Responsible for Treasury and Investment Banking
by Patrick Butler, Managing Board Member at Raiffeisen Zentralbank (RZB),
The last few months have seen a major reassessment of risk and the price it should command across all asset classes, but affecting, in particular, the sector where it first began and where the storm has been centred, the credit markets, with knock-on effects on anything and everything utilizing leverage.
In many respects this severe down-draught – some have even used the word ‘crisis’ – reflects others throughout history. A long bull market – fuelled by a confluence of benign factors, including a prolonged period of cheap and abundant liquidity, an absence of major credit events, a raw material price-inflation counterbalanced by a drop in production- and service-costs underpinned by new technologies plus global outsourcing and the emergence of the new workshop of the world, China – led to a complacent belief that things can only get better. The only way is up, the ‘Goldilocks’ economy and market, neither too hot nor too cold, were here to stay. Stability was a given and price improvement – spread compression – in the credit markets – was a long-term trend. In this environment the search for yield and a willingness to ‘suck it and see’ encouraged financial engineers to invent ever more complex devices to gear up on yield and risk – sometimes multiplying leverage by 20x and more.
Let’s face it, we are all influenced by our own experience, and, like the VaR and other models so favoured by our regulators these days, we tend to place more weight on recent history than the distant past.

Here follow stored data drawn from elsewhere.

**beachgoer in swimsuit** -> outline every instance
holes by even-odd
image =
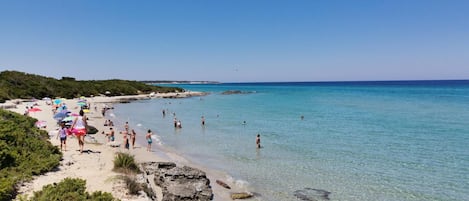
[[[67,128],[65,127],[65,123],[60,123],[59,133],[56,137],[59,138],[60,136],[60,151],[62,151],[62,147],[64,151],[67,151]]]
[[[135,132],[134,129],[132,129],[132,132],[130,134],[130,140],[132,142],[132,149],[135,149],[135,138],[137,137],[137,133]]]
[[[182,123],[181,123],[181,120],[179,120],[179,121],[176,123],[176,127],[178,127],[178,128],[182,128]]]
[[[112,129],[112,127],[109,128],[109,130],[111,130],[111,131],[109,131],[109,133],[106,134],[108,136],[108,142],[114,142],[114,140],[115,140],[114,130]]]
[[[126,131],[129,130],[129,122],[125,122],[124,128],[125,128]]]
[[[261,148],[261,135],[260,134],[257,134],[257,137],[256,137],[256,147],[258,149]]]
[[[148,130],[147,135],[145,136],[145,139],[147,140],[147,151],[151,151],[151,143],[153,140],[151,139],[151,130]]]
[[[80,153],[83,153],[83,147],[85,145],[85,135],[86,135],[86,117],[78,116],[73,121],[71,126],[72,133],[77,136],[78,146],[80,147]]]
[[[129,138],[127,137],[127,134],[124,135],[124,147],[128,150],[129,149]]]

Lenders – investors – got complacent. Bad news from one sector – the US sub-prime market – was largely dismissed at first in the wider market. Then nagging doubts nibbled away at confidence as the reality sank in that these risks had been so sliced and diced and redistributed and releveraged that God alone knew who was holding what. A slow march towards lower duration, less risky assets turned into a headlong flight to safety as mild concern metamorphosed into blind panic. Not much then, to distinguish this crisis from its predecessors. Of course there are many similarities – over confidence, over liquidity, over-leverage, over-paying for assets. But there are key differences.